Our Happy Days by Julia Holbe

Our Happy Days by Julia Holbe

Author:Julia Holbe
Language: eng
Format: epub
Publisher: The Text Publishing Company
Published: 2021-11-12T00:00:00+00:00


WHEN MARIE AND Fanny and I had finished breakfast that morning and I’d got the text message from Sean telling me that he was out all day, I went for a walk by the sea, feeling at a loss.

Marie and Fanny had driven into town. I hadn’t told them about Sean’s text.

It was midday and already quite hot, though it was only early summer. I saw sailboats in the distance and a silver strip of sunlight on the horizon.

I sat down on a bench and stared out to sea, trying to get my head around everything.

Why was he out all day? Where was he? Why had he bothered showing up if he had to leave again so suddenly? Why had any of this happened at all?

Deep down, though, I wasn’t surprised that it had happened, even with our history. It would have been the same with Lenica; she’d have plunged right in, the same as ever.

I decided to walk back by another route, leaving the coast behind and looping round via the tail end of the village, past hawthorn hedges and over meadows and fields. The ocean was still very close, but the countryside here had a rural feel and soon lost its seaside character; instead of the sandy coastal path, a strip of trodden grass led between towering brambles. I hadn’t been here for years; the bramble bushes were nothing like as big in those days, though I remembered them weighed down with blackberries in late summer—and perhaps the memory triggered others because I suddenly realised I was heading towards Lenica’s house.

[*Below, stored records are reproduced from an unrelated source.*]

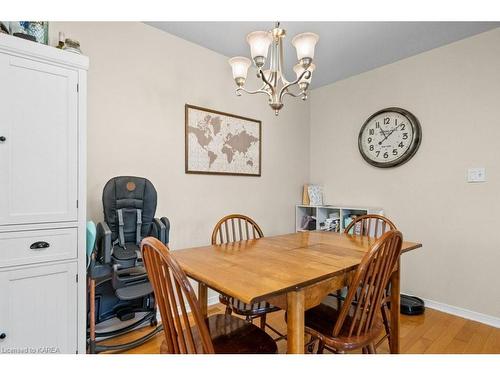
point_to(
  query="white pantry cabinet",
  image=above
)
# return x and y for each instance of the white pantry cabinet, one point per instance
(42, 198)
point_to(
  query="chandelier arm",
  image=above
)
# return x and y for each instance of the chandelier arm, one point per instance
(284, 89)
(281, 59)
(301, 94)
(266, 82)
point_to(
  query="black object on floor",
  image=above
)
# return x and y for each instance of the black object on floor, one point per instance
(411, 305)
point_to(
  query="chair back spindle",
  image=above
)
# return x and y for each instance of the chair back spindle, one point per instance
(235, 227)
(172, 291)
(370, 225)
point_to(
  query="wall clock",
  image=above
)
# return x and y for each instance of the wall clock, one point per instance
(389, 137)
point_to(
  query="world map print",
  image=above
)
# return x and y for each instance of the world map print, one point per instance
(220, 143)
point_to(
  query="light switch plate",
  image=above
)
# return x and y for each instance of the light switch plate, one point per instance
(476, 175)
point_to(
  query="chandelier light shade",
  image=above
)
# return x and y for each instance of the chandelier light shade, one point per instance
(240, 67)
(304, 44)
(274, 84)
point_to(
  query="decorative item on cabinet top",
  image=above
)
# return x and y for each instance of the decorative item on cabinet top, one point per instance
(221, 143)
(312, 195)
(36, 31)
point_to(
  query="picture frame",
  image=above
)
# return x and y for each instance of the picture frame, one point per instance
(38, 30)
(221, 143)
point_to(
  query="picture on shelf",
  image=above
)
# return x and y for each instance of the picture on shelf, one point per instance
(315, 193)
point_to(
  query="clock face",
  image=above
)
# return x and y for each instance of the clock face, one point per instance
(389, 137)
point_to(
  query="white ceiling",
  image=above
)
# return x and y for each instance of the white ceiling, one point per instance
(344, 49)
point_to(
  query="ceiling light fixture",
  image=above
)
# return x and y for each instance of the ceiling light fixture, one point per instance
(275, 85)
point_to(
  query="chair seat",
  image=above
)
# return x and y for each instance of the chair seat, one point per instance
(246, 309)
(232, 335)
(127, 253)
(320, 322)
(134, 291)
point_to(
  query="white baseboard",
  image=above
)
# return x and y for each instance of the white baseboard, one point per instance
(464, 313)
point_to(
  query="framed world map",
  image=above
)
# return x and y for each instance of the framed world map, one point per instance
(222, 143)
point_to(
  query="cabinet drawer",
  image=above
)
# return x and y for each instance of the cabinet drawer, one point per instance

I thought of turning back, but something drew me on. I saw the garden long before I reached it. The paint had peeled off the old wooden palings; they looked as shabby as ever, if not shabbier, but I felt a kind of relief that no one had repainted them—after all, how could you paint a fence that was overgrown with blue clematis? I was stunned by the clematis. It was so beautiful, so wild and rampant; it had completely taken over the fence.

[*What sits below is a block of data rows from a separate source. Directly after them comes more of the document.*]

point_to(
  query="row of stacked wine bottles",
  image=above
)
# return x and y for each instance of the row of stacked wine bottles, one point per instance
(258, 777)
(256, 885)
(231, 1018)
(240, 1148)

I pushed open the wooden gate, which stood slightly ajar, just as I remembered it, and walked a few steps into the garden. There was still no path to the front door; you simply walked across the grass, which was, as ever, more of a meadow than a lawn.

Then I stopped and looked at the house. There was a broken pane in one of the upstairs windows. The place had an abandoned look to it.

I walked around the house, glancing up, almost instinctively, at the window that had been Lenica’s. It was open. The slate roof was green with moss.

I was about to make a cautious advance when I heard voices. I recognised them immediately. Edouard’s had grown a little cracked—I hadn’t seen him for so long. But he spoke in the same tone of gentle humour, the same singsong that never changed, no matter what mood he was in.

There was another voice, too.

They were somewhere behind the house.